Sometimes I get a sixth sense when it comes to the farm. This morning I woke up at 8am after just a few hours of sleep. Very unlike me.
I went outside to put out the trash and noticed a little white body in a puddle at the bottom of the chicken coop. Assuming it was an escaped quail, which does happen sometimes, I brought the trash to the curb and entered the coop to put the quail back where he belonged. Once inside I realized it wasn’t a quail, it was one of the white squabs. She was cold, muddy and had been pecked by the chickens. She had bloody bruises on her beak and the tip of the beak appeared to be fractured. I put her back in the nest beside her sibling and was going to go back to bed, when I decided she was just a little too cold and could probably use a little more help. I didn’t want to risk losing her. I brought her inside, washed her under warm water and wrapped her in a little towel. Then I put her in a plastic dishpan lined with newspapers in the bathroom with a hot water bottle beside her. Then it was back to bed.
Later once I woke up again, she had come out of her towel and was clean, warm and dry. Her beak was damaged, but not too badly. I checked my calendar and found that they were now three weeks old, which is pretty close to weaning age. I decided that this must be the sign that I should take them in for a little hand-taming. I went and retrieved the other squab and set them up both together in an unused rabbit cage in my kitchen. I made sure that the healthy squab got one good last feeding from his mom, and fed the injured squab some whole corn and wheat as they are used to eating in the coop. I also gave her a few syringes of water, which she drank slowly. I’m hoping that these two will help each other to learn to eat and drink on their own quickly and I will still hand feed them a few times a day if I don’t see them eating and drinking much on their own. It’s not too difficult or time consuming to hand feed baby pigeons.

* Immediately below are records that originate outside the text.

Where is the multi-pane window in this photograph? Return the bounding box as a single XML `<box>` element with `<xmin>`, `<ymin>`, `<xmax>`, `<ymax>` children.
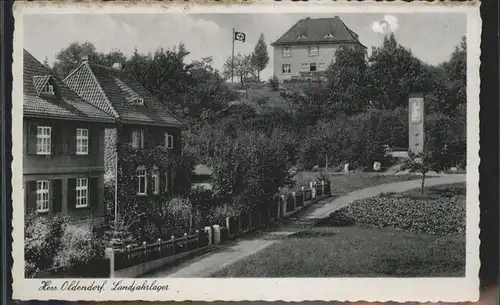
<box><xmin>131</xmin><ymin>129</ymin><xmax>145</xmax><ymax>149</ymax></box>
<box><xmin>310</xmin><ymin>63</ymin><xmax>317</xmax><ymax>72</ymax></box>
<box><xmin>300</xmin><ymin>63</ymin><xmax>309</xmax><ymax>70</ymax></box>
<box><xmin>165</xmin><ymin>133</ymin><xmax>174</xmax><ymax>149</ymax></box>
<box><xmin>76</xmin><ymin>128</ymin><xmax>89</xmax><ymax>155</ymax></box>
<box><xmin>308</xmin><ymin>46</ymin><xmax>319</xmax><ymax>57</ymax></box>
<box><xmin>76</xmin><ymin>178</ymin><xmax>88</xmax><ymax>208</ymax></box>
<box><xmin>43</xmin><ymin>84</ymin><xmax>54</xmax><ymax>94</ymax></box>
<box><xmin>282</xmin><ymin>64</ymin><xmax>291</xmax><ymax>75</ymax></box>
<box><xmin>152</xmin><ymin>169</ymin><xmax>159</xmax><ymax>195</ymax></box>
<box><xmin>133</xmin><ymin>98</ymin><xmax>144</xmax><ymax>106</ymax></box>
<box><xmin>36</xmin><ymin>126</ymin><xmax>51</xmax><ymax>155</ymax></box>
<box><xmin>137</xmin><ymin>166</ymin><xmax>147</xmax><ymax>195</ymax></box>
<box><xmin>282</xmin><ymin>47</ymin><xmax>291</xmax><ymax>58</ymax></box>
<box><xmin>319</xmin><ymin>62</ymin><xmax>327</xmax><ymax>70</ymax></box>
<box><xmin>36</xmin><ymin>180</ymin><xmax>49</xmax><ymax>212</ymax></box>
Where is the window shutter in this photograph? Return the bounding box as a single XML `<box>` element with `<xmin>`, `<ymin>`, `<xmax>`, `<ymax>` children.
<box><xmin>146</xmin><ymin>170</ymin><xmax>152</xmax><ymax>195</ymax></box>
<box><xmin>89</xmin><ymin>177</ymin><xmax>99</xmax><ymax>212</ymax></box>
<box><xmin>67</xmin><ymin>178</ymin><xmax>77</xmax><ymax>210</ymax></box>
<box><xmin>90</xmin><ymin>128</ymin><xmax>99</xmax><ymax>156</ymax></box>
<box><xmin>134</xmin><ymin>172</ymin><xmax>140</xmax><ymax>195</ymax></box>
<box><xmin>159</xmin><ymin>169</ymin><xmax>166</xmax><ymax>194</ymax></box>
<box><xmin>27</xmin><ymin>124</ymin><xmax>37</xmax><ymax>155</ymax></box>
<box><xmin>51</xmin><ymin>179</ymin><xmax>62</xmax><ymax>213</ymax></box>
<box><xmin>51</xmin><ymin>126</ymin><xmax>60</xmax><ymax>155</ymax></box>
<box><xmin>59</xmin><ymin>128</ymin><xmax>68</xmax><ymax>154</ymax></box>
<box><xmin>68</xmin><ymin>128</ymin><xmax>77</xmax><ymax>154</ymax></box>
<box><xmin>25</xmin><ymin>181</ymin><xmax>37</xmax><ymax>214</ymax></box>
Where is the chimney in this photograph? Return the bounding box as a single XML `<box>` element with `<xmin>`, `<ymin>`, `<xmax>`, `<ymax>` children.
<box><xmin>112</xmin><ymin>62</ymin><xmax>122</xmax><ymax>70</ymax></box>
<box><xmin>81</xmin><ymin>54</ymin><xmax>89</xmax><ymax>63</ymax></box>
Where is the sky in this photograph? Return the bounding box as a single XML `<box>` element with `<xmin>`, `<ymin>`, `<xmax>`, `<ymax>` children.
<box><xmin>24</xmin><ymin>13</ymin><xmax>466</xmax><ymax>80</ymax></box>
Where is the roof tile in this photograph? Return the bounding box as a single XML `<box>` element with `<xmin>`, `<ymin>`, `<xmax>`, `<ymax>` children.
<box><xmin>64</xmin><ymin>62</ymin><xmax>183</xmax><ymax>127</ymax></box>
<box><xmin>272</xmin><ymin>17</ymin><xmax>364</xmax><ymax>47</ymax></box>
<box><xmin>23</xmin><ymin>50</ymin><xmax>115</xmax><ymax>123</ymax></box>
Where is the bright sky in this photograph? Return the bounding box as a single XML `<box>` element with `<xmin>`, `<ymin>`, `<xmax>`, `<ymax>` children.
<box><xmin>24</xmin><ymin>13</ymin><xmax>466</xmax><ymax>80</ymax></box>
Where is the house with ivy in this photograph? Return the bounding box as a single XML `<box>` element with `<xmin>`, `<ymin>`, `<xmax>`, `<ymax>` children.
<box><xmin>63</xmin><ymin>57</ymin><xmax>185</xmax><ymax>219</ymax></box>
<box><xmin>23</xmin><ymin>50</ymin><xmax>115</xmax><ymax>224</ymax></box>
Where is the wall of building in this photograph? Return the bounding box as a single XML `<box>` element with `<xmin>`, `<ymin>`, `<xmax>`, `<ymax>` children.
<box><xmin>23</xmin><ymin>117</ymin><xmax>107</xmax><ymax>221</ymax></box>
<box><xmin>273</xmin><ymin>44</ymin><xmax>339</xmax><ymax>81</ymax></box>
<box><xmin>23</xmin><ymin>118</ymin><xmax>106</xmax><ymax>175</ymax></box>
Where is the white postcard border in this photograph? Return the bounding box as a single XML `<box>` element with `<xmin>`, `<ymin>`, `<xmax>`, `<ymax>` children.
<box><xmin>12</xmin><ymin>1</ymin><xmax>481</xmax><ymax>302</ymax></box>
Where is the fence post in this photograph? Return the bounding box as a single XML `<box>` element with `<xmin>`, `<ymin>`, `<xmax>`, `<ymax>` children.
<box><xmin>212</xmin><ymin>224</ymin><xmax>221</xmax><ymax>245</ymax></box>
<box><xmin>281</xmin><ymin>195</ymin><xmax>286</xmax><ymax>215</ymax></box>
<box><xmin>105</xmin><ymin>248</ymin><xmax>115</xmax><ymax>279</ymax></box>
<box><xmin>292</xmin><ymin>192</ymin><xmax>296</xmax><ymax>211</ymax></box>
<box><xmin>310</xmin><ymin>182</ymin><xmax>316</xmax><ymax>200</ymax></box>
<box><xmin>158</xmin><ymin>238</ymin><xmax>161</xmax><ymax>253</ymax></box>
<box><xmin>184</xmin><ymin>233</ymin><xmax>188</xmax><ymax>252</ymax></box>
<box><xmin>204</xmin><ymin>226</ymin><xmax>212</xmax><ymax>246</ymax></box>
<box><xmin>226</xmin><ymin>217</ymin><xmax>231</xmax><ymax>235</ymax></box>
<box><xmin>249</xmin><ymin>210</ymin><xmax>252</xmax><ymax>230</ymax></box>
<box><xmin>322</xmin><ymin>180</ymin><xmax>325</xmax><ymax>195</ymax></box>
<box><xmin>302</xmin><ymin>187</ymin><xmax>305</xmax><ymax>205</ymax></box>
<box><xmin>143</xmin><ymin>241</ymin><xmax>147</xmax><ymax>261</ymax></box>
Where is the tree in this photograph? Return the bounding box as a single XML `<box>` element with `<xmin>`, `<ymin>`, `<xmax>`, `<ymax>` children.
<box><xmin>52</xmin><ymin>42</ymin><xmax>98</xmax><ymax>78</ymax></box>
<box><xmin>250</xmin><ymin>34</ymin><xmax>270</xmax><ymax>82</ymax></box>
<box><xmin>442</xmin><ymin>36</ymin><xmax>466</xmax><ymax>112</ymax></box>
<box><xmin>365</xmin><ymin>33</ymin><xmax>433</xmax><ymax>110</ymax></box>
<box><xmin>222</xmin><ymin>53</ymin><xmax>253</xmax><ymax>88</ymax></box>
<box><xmin>326</xmin><ymin>45</ymin><xmax>369</xmax><ymax>115</ymax></box>
<box><xmin>402</xmin><ymin>112</ymin><xmax>463</xmax><ymax>194</ymax></box>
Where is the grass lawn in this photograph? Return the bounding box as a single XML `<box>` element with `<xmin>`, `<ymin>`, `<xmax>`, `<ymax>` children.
<box><xmin>211</xmin><ymin>226</ymin><xmax>465</xmax><ymax>277</ymax></box>
<box><xmin>211</xmin><ymin>183</ymin><xmax>466</xmax><ymax>278</ymax></box>
<box><xmin>294</xmin><ymin>172</ymin><xmax>419</xmax><ymax>195</ymax></box>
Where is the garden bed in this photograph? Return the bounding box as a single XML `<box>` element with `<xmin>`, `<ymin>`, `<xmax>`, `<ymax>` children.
<box><xmin>322</xmin><ymin>183</ymin><xmax>466</xmax><ymax>235</ymax></box>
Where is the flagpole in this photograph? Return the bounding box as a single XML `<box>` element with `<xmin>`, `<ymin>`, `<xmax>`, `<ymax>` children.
<box><xmin>231</xmin><ymin>28</ymin><xmax>235</xmax><ymax>84</ymax></box>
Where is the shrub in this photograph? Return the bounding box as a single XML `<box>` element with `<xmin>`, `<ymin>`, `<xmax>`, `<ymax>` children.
<box><xmin>54</xmin><ymin>224</ymin><xmax>105</xmax><ymax>268</ymax></box>
<box><xmin>330</xmin><ymin>194</ymin><xmax>466</xmax><ymax>235</ymax></box>
<box><xmin>269</xmin><ymin>76</ymin><xmax>279</xmax><ymax>91</ymax></box>
<box><xmin>25</xmin><ymin>214</ymin><xmax>68</xmax><ymax>277</ymax></box>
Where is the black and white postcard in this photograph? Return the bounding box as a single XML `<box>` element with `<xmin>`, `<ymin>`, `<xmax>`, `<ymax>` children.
<box><xmin>11</xmin><ymin>1</ymin><xmax>480</xmax><ymax>302</ymax></box>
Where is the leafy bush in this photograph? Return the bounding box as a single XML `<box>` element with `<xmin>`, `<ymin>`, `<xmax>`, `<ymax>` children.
<box><xmin>25</xmin><ymin>214</ymin><xmax>68</xmax><ymax>277</ymax></box>
<box><xmin>328</xmin><ymin>193</ymin><xmax>465</xmax><ymax>235</ymax></box>
<box><xmin>269</xmin><ymin>76</ymin><xmax>279</xmax><ymax>91</ymax></box>
<box><xmin>54</xmin><ymin>224</ymin><xmax>105</xmax><ymax>268</ymax></box>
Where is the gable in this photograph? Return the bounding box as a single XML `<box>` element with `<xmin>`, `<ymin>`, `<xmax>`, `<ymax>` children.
<box><xmin>64</xmin><ymin>62</ymin><xmax>184</xmax><ymax>128</ymax></box>
<box><xmin>23</xmin><ymin>50</ymin><xmax>115</xmax><ymax>123</ymax></box>
<box><xmin>32</xmin><ymin>75</ymin><xmax>53</xmax><ymax>95</ymax></box>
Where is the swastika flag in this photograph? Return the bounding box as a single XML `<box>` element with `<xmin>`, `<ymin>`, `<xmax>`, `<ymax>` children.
<box><xmin>234</xmin><ymin>31</ymin><xmax>246</xmax><ymax>42</ymax></box>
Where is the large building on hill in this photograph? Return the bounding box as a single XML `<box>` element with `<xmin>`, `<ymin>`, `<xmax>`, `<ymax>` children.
<box><xmin>271</xmin><ymin>17</ymin><xmax>365</xmax><ymax>82</ymax></box>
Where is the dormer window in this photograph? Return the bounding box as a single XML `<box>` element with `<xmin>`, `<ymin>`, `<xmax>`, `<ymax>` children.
<box><xmin>324</xmin><ymin>33</ymin><xmax>334</xmax><ymax>39</ymax></box>
<box><xmin>133</xmin><ymin>98</ymin><xmax>144</xmax><ymax>106</ymax></box>
<box><xmin>42</xmin><ymin>84</ymin><xmax>54</xmax><ymax>94</ymax></box>
<box><xmin>297</xmin><ymin>34</ymin><xmax>307</xmax><ymax>39</ymax></box>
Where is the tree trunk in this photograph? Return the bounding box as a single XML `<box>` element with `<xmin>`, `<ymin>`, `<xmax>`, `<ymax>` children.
<box><xmin>257</xmin><ymin>70</ymin><xmax>260</xmax><ymax>83</ymax></box>
<box><xmin>420</xmin><ymin>172</ymin><xmax>426</xmax><ymax>194</ymax></box>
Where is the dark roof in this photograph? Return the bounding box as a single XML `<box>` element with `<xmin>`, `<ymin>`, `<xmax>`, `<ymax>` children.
<box><xmin>63</xmin><ymin>62</ymin><xmax>184</xmax><ymax>128</ymax></box>
<box><xmin>272</xmin><ymin>17</ymin><xmax>365</xmax><ymax>47</ymax></box>
<box><xmin>23</xmin><ymin>50</ymin><xmax>115</xmax><ymax>123</ymax></box>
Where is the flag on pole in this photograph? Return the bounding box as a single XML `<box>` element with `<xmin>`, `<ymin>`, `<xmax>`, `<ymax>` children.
<box><xmin>234</xmin><ymin>31</ymin><xmax>246</xmax><ymax>42</ymax></box>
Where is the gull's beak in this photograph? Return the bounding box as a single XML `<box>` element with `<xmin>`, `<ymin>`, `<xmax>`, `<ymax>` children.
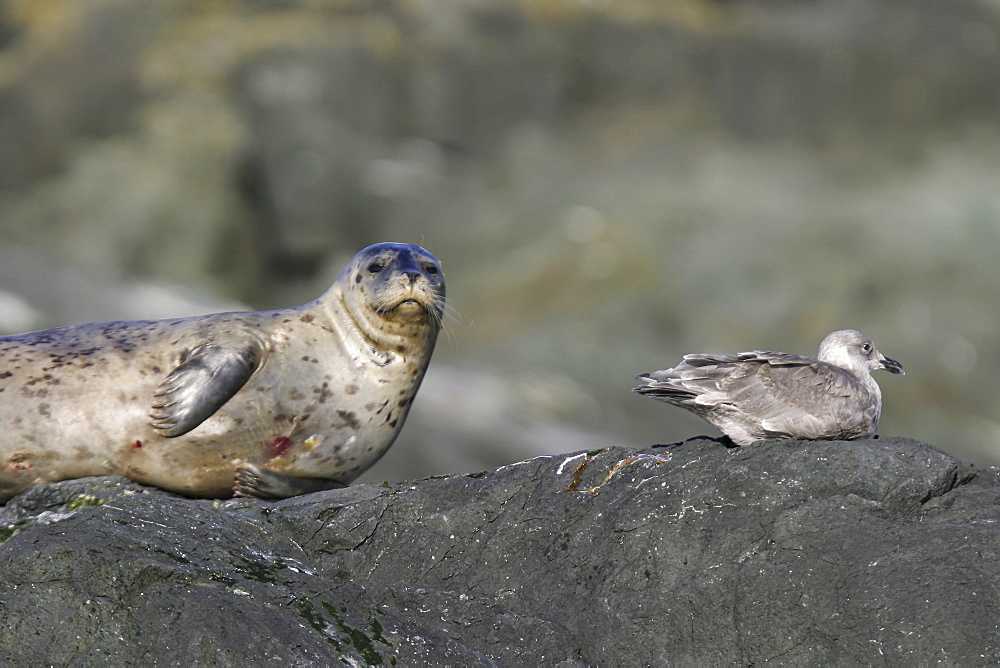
<box><xmin>879</xmin><ymin>355</ymin><xmax>905</xmax><ymax>375</ymax></box>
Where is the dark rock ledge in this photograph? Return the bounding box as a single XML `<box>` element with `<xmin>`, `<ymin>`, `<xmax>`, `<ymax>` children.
<box><xmin>0</xmin><ymin>437</ymin><xmax>997</xmax><ymax>665</ymax></box>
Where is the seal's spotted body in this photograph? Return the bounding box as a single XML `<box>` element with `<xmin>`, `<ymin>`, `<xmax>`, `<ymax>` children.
<box><xmin>0</xmin><ymin>243</ymin><xmax>444</xmax><ymax>501</ymax></box>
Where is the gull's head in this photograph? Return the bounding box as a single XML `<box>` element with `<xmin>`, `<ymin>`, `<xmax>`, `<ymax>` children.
<box><xmin>817</xmin><ymin>329</ymin><xmax>905</xmax><ymax>376</ymax></box>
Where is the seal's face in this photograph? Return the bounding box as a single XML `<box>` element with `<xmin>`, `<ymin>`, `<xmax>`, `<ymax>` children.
<box><xmin>357</xmin><ymin>243</ymin><xmax>444</xmax><ymax>321</ymax></box>
<box><xmin>341</xmin><ymin>243</ymin><xmax>445</xmax><ymax>349</ymax></box>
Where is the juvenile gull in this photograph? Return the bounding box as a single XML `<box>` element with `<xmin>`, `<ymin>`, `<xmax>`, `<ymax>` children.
<box><xmin>633</xmin><ymin>329</ymin><xmax>904</xmax><ymax>445</ymax></box>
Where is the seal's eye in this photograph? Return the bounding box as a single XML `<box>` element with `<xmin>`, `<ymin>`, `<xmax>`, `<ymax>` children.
<box><xmin>367</xmin><ymin>262</ymin><xmax>385</xmax><ymax>274</ymax></box>
<box><xmin>423</xmin><ymin>263</ymin><xmax>439</xmax><ymax>275</ymax></box>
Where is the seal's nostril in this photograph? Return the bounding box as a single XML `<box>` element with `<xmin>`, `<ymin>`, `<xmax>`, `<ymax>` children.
<box><xmin>404</xmin><ymin>271</ymin><xmax>420</xmax><ymax>284</ymax></box>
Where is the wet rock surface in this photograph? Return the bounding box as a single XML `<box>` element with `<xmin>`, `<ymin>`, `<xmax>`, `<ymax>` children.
<box><xmin>0</xmin><ymin>436</ymin><xmax>996</xmax><ymax>665</ymax></box>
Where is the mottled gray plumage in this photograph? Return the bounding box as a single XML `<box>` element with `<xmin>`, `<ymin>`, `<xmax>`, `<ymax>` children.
<box><xmin>633</xmin><ymin>329</ymin><xmax>904</xmax><ymax>445</ymax></box>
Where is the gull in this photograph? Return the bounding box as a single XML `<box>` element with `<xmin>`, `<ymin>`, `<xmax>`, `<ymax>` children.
<box><xmin>633</xmin><ymin>329</ymin><xmax>904</xmax><ymax>445</ymax></box>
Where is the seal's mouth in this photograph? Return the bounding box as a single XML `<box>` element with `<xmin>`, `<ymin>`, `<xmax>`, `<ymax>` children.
<box><xmin>369</xmin><ymin>283</ymin><xmax>445</xmax><ymax>325</ymax></box>
<box><xmin>374</xmin><ymin>298</ymin><xmax>431</xmax><ymax>316</ymax></box>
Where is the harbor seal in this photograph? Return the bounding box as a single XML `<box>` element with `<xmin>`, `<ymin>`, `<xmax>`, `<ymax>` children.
<box><xmin>633</xmin><ymin>329</ymin><xmax>904</xmax><ymax>445</ymax></box>
<box><xmin>0</xmin><ymin>242</ymin><xmax>445</xmax><ymax>502</ymax></box>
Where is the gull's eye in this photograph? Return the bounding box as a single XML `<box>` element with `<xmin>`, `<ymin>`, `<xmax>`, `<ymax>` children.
<box><xmin>861</xmin><ymin>342</ymin><xmax>872</xmax><ymax>354</ymax></box>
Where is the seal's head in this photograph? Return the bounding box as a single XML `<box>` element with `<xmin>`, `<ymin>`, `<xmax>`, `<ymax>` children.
<box><xmin>337</xmin><ymin>242</ymin><xmax>445</xmax><ymax>353</ymax></box>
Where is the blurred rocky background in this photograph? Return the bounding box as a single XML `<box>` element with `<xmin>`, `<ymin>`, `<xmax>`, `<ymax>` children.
<box><xmin>0</xmin><ymin>0</ymin><xmax>999</xmax><ymax>479</ymax></box>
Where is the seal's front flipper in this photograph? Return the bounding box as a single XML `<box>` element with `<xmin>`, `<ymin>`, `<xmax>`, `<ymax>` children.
<box><xmin>233</xmin><ymin>464</ymin><xmax>346</xmax><ymax>500</ymax></box>
<box><xmin>150</xmin><ymin>334</ymin><xmax>266</xmax><ymax>437</ymax></box>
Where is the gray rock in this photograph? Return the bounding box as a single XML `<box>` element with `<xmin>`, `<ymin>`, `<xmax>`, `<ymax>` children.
<box><xmin>0</xmin><ymin>436</ymin><xmax>996</xmax><ymax>665</ymax></box>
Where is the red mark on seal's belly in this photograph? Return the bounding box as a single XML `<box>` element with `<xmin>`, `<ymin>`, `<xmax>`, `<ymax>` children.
<box><xmin>270</xmin><ymin>436</ymin><xmax>293</xmax><ymax>458</ymax></box>
<box><xmin>6</xmin><ymin>456</ymin><xmax>32</xmax><ymax>472</ymax></box>
<box><xmin>132</xmin><ymin>440</ymin><xmax>143</xmax><ymax>449</ymax></box>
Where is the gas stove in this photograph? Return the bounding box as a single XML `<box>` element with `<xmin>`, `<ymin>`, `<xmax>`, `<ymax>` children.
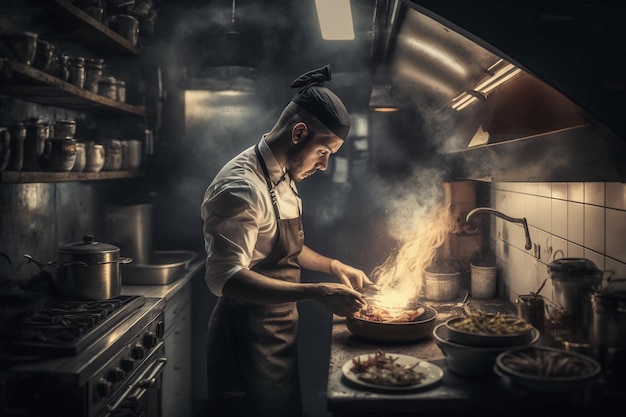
<box><xmin>6</xmin><ymin>295</ymin><xmax>146</xmax><ymax>356</ymax></box>
<box><xmin>0</xmin><ymin>293</ymin><xmax>166</xmax><ymax>417</ymax></box>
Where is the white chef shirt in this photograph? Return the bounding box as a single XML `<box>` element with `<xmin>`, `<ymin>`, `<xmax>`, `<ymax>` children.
<box><xmin>201</xmin><ymin>137</ymin><xmax>302</xmax><ymax>296</ymax></box>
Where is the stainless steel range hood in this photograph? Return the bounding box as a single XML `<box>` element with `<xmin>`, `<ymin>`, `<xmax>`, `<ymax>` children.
<box><xmin>371</xmin><ymin>0</ymin><xmax>626</xmax><ymax>182</ymax></box>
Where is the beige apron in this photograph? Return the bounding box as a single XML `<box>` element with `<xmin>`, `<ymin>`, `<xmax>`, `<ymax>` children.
<box><xmin>206</xmin><ymin>145</ymin><xmax>305</xmax><ymax>417</ymax></box>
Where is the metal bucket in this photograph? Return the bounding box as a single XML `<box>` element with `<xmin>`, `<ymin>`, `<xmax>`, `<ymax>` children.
<box><xmin>104</xmin><ymin>203</ymin><xmax>153</xmax><ymax>265</ymax></box>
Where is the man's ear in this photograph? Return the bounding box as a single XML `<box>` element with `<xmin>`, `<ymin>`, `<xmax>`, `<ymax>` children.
<box><xmin>292</xmin><ymin>122</ymin><xmax>307</xmax><ymax>143</ymax></box>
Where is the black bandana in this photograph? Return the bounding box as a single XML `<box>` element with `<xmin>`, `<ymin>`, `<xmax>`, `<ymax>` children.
<box><xmin>290</xmin><ymin>65</ymin><xmax>351</xmax><ymax>139</ymax></box>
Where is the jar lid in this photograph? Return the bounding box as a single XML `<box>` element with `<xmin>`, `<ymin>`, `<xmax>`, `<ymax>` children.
<box><xmin>57</xmin><ymin>235</ymin><xmax>119</xmax><ymax>255</ymax></box>
<box><xmin>548</xmin><ymin>258</ymin><xmax>601</xmax><ymax>278</ymax></box>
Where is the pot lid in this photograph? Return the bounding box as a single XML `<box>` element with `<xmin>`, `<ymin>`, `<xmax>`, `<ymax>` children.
<box><xmin>547</xmin><ymin>258</ymin><xmax>601</xmax><ymax>277</ymax></box>
<box><xmin>58</xmin><ymin>235</ymin><xmax>119</xmax><ymax>254</ymax></box>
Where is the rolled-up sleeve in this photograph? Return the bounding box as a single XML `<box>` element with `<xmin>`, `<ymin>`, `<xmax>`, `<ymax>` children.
<box><xmin>201</xmin><ymin>180</ymin><xmax>264</xmax><ymax>296</ymax></box>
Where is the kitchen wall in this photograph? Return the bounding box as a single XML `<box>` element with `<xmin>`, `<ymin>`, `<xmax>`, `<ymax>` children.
<box><xmin>489</xmin><ymin>181</ymin><xmax>626</xmax><ymax>305</ymax></box>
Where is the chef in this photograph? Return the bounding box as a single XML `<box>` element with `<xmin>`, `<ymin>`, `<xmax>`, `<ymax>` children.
<box><xmin>201</xmin><ymin>65</ymin><xmax>376</xmax><ymax>417</ymax></box>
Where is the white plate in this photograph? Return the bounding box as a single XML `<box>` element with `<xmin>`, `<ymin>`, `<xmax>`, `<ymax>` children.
<box><xmin>342</xmin><ymin>353</ymin><xmax>444</xmax><ymax>392</ymax></box>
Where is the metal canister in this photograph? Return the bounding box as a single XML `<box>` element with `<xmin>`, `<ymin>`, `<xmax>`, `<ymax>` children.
<box><xmin>84</xmin><ymin>58</ymin><xmax>104</xmax><ymax>93</ymax></box>
<box><xmin>98</xmin><ymin>76</ymin><xmax>117</xmax><ymax>100</ymax></box>
<box><xmin>67</xmin><ymin>57</ymin><xmax>85</xmax><ymax>89</ymax></box>
<box><xmin>590</xmin><ymin>290</ymin><xmax>626</xmax><ymax>380</ymax></box>
<box><xmin>547</xmin><ymin>257</ymin><xmax>603</xmax><ymax>343</ymax></box>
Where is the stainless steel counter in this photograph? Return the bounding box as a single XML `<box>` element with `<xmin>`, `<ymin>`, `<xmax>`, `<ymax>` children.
<box><xmin>122</xmin><ymin>258</ymin><xmax>204</xmax><ymax>300</ymax></box>
<box><xmin>326</xmin><ymin>296</ymin><xmax>616</xmax><ymax>417</ymax></box>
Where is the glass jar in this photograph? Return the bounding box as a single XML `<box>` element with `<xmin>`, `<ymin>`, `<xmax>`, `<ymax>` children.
<box><xmin>84</xmin><ymin>58</ymin><xmax>104</xmax><ymax>93</ymax></box>
<box><xmin>67</xmin><ymin>57</ymin><xmax>85</xmax><ymax>89</ymax></box>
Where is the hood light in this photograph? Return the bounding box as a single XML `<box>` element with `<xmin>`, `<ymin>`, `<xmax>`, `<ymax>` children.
<box><xmin>315</xmin><ymin>0</ymin><xmax>355</xmax><ymax>40</ymax></box>
<box><xmin>452</xmin><ymin>63</ymin><xmax>522</xmax><ymax>110</ymax></box>
<box><xmin>369</xmin><ymin>84</ymin><xmax>400</xmax><ymax>112</ymax></box>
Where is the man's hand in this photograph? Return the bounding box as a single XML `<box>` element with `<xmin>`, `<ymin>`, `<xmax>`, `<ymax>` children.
<box><xmin>329</xmin><ymin>259</ymin><xmax>379</xmax><ymax>293</ymax></box>
<box><xmin>314</xmin><ymin>282</ymin><xmax>367</xmax><ymax>317</ymax></box>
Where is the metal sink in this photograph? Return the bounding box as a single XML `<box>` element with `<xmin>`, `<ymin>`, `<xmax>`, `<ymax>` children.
<box><xmin>122</xmin><ymin>250</ymin><xmax>198</xmax><ymax>285</ymax></box>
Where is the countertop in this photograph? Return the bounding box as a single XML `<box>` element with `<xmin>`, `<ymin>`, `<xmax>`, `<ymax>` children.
<box><xmin>326</xmin><ymin>295</ymin><xmax>621</xmax><ymax>417</ymax></box>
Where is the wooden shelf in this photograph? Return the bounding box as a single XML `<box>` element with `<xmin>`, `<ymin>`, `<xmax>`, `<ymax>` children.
<box><xmin>0</xmin><ymin>170</ymin><xmax>145</xmax><ymax>184</ymax></box>
<box><xmin>30</xmin><ymin>0</ymin><xmax>140</xmax><ymax>56</ymax></box>
<box><xmin>0</xmin><ymin>61</ymin><xmax>149</xmax><ymax>117</ymax></box>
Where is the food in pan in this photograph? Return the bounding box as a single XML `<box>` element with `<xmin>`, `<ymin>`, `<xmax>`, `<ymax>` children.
<box><xmin>354</xmin><ymin>304</ymin><xmax>426</xmax><ymax>323</ymax></box>
<box><xmin>448</xmin><ymin>310</ymin><xmax>532</xmax><ymax>334</ymax></box>
<box><xmin>351</xmin><ymin>349</ymin><xmax>427</xmax><ymax>386</ymax></box>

After just one day, they are both already much more comfortable inside and the interested kittens aren’t stressing them out too much. Since I kind of wanted to hand raise them at about this age anyway, I’m pleased to have an excuse to do so. My goal is to have hand-tamed birds that I can handle without stressing them for when I train them for release. Since my flock of pigeons are all loose inside my chicken coop right now, it’s tough to catch any of them without causing a freak-out.
If I had put the trash out the night before as I usually do, I don’t think this baby would have survived. She was probably about an hour away from death when I found her. It occurred to me that if she had been a wild pigeon, simply falling out of the nest at that age is pretty much a death sentence.